Dominican Republic 1962

Appeal Made for Anti-Trujillo Exiles


Written: 1962;
Source: The Militant, Vol. 26, No. 17, 1962, p.4;
Transcribed: by Amaury Rodriguez, 2014.

Transcriber’s note§ This appeared in The Militant, organ of the US Socialist Workers Party (SWP), which sympathized with the Fourth International.


NEW YORK. – An organization seeking the right to return to the Dominican Republic for all persons exiled during the regime of the late tyrant, Rafael Trujillo, has appealed for support here. The appeal was issued April 15 by Dr. Roberto Sánchez, Licenciada Lydia Castro, and Dylce Grullon Vda. Alvarez, in the name of the Organization for the Return of Anti-Trujillo Exiles.

The organization is appealing internationally to those interested in democratic rights to join a campaign against the continued barring of many anti-Trujillo exiles from return to their own land.

U.S. authorities have refused to allow some anti-Trujilo Dominicans exiled here to embark for their homeland – a blatant interference in the internal affairs of another country.
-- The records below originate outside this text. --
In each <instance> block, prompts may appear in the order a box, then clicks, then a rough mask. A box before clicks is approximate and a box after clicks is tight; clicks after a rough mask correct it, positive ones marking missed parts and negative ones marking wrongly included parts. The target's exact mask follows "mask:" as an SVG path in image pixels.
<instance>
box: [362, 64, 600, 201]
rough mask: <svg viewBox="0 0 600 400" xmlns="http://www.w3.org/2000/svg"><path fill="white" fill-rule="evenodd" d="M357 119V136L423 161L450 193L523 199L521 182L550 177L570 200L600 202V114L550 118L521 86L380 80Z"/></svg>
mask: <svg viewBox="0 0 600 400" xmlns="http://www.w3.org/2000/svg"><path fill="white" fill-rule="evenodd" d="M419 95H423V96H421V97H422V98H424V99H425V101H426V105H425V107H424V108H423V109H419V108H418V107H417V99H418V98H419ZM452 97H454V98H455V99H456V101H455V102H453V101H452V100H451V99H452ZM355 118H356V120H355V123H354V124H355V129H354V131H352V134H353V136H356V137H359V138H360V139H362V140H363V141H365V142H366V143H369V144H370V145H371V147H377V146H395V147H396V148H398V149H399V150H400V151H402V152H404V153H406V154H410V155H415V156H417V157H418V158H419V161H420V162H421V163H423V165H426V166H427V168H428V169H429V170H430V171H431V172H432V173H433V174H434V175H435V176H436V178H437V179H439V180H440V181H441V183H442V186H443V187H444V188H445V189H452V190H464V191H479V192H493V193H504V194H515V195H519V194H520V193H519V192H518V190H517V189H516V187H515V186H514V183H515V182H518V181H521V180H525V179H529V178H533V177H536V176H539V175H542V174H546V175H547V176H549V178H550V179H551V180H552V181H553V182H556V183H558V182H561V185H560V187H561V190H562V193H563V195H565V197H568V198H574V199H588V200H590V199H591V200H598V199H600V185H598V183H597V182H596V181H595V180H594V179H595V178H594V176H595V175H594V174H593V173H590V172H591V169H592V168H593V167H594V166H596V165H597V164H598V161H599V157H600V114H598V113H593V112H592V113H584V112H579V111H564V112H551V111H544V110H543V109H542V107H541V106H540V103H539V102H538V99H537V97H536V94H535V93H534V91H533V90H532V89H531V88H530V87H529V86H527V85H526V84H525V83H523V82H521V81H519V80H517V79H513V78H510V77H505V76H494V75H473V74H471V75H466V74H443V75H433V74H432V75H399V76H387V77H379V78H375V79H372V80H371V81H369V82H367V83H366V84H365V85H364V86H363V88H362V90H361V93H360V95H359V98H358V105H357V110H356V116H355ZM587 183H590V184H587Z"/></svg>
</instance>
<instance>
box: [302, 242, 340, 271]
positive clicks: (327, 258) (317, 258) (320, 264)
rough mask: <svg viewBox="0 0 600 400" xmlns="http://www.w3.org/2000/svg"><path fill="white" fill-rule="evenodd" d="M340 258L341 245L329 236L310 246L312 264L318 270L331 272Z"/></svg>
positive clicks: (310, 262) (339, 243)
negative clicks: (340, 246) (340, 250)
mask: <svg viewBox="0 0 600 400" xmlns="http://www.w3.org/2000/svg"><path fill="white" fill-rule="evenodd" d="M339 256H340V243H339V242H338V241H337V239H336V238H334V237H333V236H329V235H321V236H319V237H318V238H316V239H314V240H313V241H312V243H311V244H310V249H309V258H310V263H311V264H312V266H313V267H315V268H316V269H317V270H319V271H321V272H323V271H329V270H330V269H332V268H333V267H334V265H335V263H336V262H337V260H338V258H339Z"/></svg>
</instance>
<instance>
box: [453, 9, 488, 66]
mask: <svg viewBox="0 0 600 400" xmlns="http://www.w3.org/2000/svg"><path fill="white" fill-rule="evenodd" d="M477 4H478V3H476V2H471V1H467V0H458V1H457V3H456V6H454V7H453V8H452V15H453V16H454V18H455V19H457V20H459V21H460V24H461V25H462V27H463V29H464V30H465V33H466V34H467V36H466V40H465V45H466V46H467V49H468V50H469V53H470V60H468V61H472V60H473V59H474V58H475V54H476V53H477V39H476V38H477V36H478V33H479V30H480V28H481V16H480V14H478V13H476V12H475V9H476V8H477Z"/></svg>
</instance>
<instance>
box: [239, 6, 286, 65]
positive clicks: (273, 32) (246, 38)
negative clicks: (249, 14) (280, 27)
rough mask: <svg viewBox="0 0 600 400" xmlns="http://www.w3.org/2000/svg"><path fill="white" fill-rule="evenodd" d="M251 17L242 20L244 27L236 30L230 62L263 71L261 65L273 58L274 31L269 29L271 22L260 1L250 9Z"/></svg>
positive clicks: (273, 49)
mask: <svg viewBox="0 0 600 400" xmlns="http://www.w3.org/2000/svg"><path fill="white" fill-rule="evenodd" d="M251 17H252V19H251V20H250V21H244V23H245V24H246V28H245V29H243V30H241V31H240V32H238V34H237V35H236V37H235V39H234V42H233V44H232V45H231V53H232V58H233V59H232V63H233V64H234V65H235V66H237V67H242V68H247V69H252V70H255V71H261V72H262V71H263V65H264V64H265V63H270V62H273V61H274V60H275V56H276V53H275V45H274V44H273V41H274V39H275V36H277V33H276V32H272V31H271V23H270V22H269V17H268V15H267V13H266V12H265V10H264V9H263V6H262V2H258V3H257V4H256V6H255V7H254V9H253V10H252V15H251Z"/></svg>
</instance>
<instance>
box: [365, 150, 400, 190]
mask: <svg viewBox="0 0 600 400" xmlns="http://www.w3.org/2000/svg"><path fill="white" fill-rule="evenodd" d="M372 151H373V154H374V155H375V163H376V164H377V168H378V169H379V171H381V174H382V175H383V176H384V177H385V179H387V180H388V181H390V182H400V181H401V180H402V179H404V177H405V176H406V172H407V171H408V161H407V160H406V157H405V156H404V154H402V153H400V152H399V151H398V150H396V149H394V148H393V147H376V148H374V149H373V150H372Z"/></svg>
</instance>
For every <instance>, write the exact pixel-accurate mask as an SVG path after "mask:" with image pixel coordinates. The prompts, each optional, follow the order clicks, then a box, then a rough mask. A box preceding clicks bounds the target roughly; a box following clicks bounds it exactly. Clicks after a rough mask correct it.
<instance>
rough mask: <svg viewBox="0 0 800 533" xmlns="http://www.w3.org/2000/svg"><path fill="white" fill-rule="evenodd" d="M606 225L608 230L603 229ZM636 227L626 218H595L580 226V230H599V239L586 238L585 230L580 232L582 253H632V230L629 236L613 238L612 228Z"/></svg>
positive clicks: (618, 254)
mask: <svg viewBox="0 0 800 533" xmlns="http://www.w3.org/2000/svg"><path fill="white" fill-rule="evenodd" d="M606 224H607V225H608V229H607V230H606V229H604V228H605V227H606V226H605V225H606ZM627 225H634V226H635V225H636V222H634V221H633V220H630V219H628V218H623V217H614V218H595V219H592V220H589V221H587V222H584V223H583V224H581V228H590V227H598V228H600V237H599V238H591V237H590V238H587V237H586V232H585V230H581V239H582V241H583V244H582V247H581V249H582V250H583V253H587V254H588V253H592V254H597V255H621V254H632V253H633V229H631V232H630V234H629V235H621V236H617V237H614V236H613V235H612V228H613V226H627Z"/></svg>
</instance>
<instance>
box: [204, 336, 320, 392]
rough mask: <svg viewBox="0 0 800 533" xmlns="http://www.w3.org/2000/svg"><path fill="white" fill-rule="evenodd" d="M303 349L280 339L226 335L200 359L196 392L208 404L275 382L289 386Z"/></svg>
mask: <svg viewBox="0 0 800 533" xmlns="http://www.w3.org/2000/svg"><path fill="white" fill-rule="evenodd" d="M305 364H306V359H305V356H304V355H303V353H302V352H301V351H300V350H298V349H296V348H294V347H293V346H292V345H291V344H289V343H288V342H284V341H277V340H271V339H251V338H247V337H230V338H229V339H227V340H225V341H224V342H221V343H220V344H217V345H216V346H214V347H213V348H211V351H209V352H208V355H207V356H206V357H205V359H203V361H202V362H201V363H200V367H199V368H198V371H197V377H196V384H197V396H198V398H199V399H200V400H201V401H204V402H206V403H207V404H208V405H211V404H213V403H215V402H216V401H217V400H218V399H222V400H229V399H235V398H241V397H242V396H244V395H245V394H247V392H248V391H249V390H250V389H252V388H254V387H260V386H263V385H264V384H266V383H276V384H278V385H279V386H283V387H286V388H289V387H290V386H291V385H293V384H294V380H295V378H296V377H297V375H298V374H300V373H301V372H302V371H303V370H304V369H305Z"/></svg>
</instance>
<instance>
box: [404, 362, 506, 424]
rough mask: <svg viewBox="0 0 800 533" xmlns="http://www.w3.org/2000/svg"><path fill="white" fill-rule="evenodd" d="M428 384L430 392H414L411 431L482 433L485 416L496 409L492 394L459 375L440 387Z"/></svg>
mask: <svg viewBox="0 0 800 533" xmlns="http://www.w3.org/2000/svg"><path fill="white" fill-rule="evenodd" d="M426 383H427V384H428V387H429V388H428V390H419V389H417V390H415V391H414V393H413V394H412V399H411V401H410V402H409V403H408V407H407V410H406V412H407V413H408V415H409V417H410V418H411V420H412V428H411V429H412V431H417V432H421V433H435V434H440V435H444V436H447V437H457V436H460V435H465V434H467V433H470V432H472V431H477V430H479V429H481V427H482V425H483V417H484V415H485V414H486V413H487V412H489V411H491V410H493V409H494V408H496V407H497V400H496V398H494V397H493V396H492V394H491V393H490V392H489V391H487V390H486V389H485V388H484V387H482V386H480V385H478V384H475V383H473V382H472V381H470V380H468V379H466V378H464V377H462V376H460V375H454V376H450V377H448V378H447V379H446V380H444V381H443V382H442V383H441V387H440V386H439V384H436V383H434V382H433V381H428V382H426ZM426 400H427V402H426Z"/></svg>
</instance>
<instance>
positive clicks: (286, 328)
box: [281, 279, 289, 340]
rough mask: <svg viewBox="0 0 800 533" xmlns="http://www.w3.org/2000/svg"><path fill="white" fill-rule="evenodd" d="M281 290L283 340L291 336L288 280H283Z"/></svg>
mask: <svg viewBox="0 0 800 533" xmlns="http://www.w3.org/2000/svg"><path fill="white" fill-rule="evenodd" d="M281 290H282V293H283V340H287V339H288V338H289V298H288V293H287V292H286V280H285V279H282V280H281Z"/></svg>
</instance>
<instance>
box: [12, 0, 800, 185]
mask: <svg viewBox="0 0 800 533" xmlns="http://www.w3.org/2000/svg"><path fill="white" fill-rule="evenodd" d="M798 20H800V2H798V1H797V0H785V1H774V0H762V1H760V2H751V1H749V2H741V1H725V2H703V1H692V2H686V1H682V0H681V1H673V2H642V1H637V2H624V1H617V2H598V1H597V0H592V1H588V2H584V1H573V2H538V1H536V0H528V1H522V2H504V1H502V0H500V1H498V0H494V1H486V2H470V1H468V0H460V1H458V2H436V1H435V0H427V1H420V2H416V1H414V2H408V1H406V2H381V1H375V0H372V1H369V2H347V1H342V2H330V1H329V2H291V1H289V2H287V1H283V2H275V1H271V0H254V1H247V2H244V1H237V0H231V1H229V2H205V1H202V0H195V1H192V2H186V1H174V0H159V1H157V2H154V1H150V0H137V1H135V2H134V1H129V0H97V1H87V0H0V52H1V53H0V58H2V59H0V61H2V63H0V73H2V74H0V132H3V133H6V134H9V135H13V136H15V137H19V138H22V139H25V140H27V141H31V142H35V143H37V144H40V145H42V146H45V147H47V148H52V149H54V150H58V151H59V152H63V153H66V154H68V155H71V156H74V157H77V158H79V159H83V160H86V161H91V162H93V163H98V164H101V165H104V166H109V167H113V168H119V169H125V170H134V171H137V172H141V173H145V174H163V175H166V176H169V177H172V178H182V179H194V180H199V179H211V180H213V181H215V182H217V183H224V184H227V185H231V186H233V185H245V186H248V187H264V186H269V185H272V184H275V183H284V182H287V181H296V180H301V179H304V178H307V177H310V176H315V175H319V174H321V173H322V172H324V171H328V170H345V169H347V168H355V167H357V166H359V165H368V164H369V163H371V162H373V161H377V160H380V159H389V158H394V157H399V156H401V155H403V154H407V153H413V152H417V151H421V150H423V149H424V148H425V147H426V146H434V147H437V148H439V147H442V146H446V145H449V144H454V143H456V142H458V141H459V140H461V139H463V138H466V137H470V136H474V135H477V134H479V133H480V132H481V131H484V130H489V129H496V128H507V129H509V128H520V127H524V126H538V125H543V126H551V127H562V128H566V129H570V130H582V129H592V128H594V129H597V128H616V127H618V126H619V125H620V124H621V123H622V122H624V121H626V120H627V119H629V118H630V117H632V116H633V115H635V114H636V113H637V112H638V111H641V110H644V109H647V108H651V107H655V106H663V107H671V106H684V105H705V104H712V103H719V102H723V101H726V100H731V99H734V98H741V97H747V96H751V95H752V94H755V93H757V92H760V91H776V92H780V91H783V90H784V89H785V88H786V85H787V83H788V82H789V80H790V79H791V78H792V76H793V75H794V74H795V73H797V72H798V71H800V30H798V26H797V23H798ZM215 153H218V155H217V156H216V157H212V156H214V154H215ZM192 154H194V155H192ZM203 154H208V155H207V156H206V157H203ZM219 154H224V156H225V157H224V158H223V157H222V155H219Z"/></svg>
Other exiles, upon arriving in the Dominican Republic from exile in various parts of the world, have been refused entry sorely on grounds of their alleged political beliefs. The Council of State, which presently rules Dominican Republic fears the return of exiles because a condition of “veiled Trujilloism” still prevails in the government and the ruling circles of the island republic.

The March 26 Miami Herald, for example, admitted that “the same people are still running multi-million dollar businesses and properties that belonged to the Trujillos.

An example of the lengths to which the Council goes to keep out political dissenters is the incident last month where Bishop Richard R. Wright, Jr; a leader of the African Methodist Church and a resident of Philadelphia, was held up at the airport in Santo Domingo as a Communist suspect.”

The Bishop, who had flown to Santo Domingo to visit an AME church there, was finally cleared after he was able to convince the authorities that he was not the late Richard Wright, the famous Negro novelist.

Still Dangerous

Wright’s novel Native Son brought him to pre-eminence among American writers before World War II when he was sympathetic to the Communist party. In the post-war period, he was active in the Pan-African movement and known for his sharp criticism of the Communist Party. Wright the novelist – on the list of the “politically dangerous” who can’t visit the Dominican Republic – died on Nov. 29, 1960.

The Organization for the Return of Anti-Trujillo Exiles hopes to mobilize “the broadest democratic sectors of Dominicans and others” to protest the arbitrary denial of the right of honest persons to return to their homeland.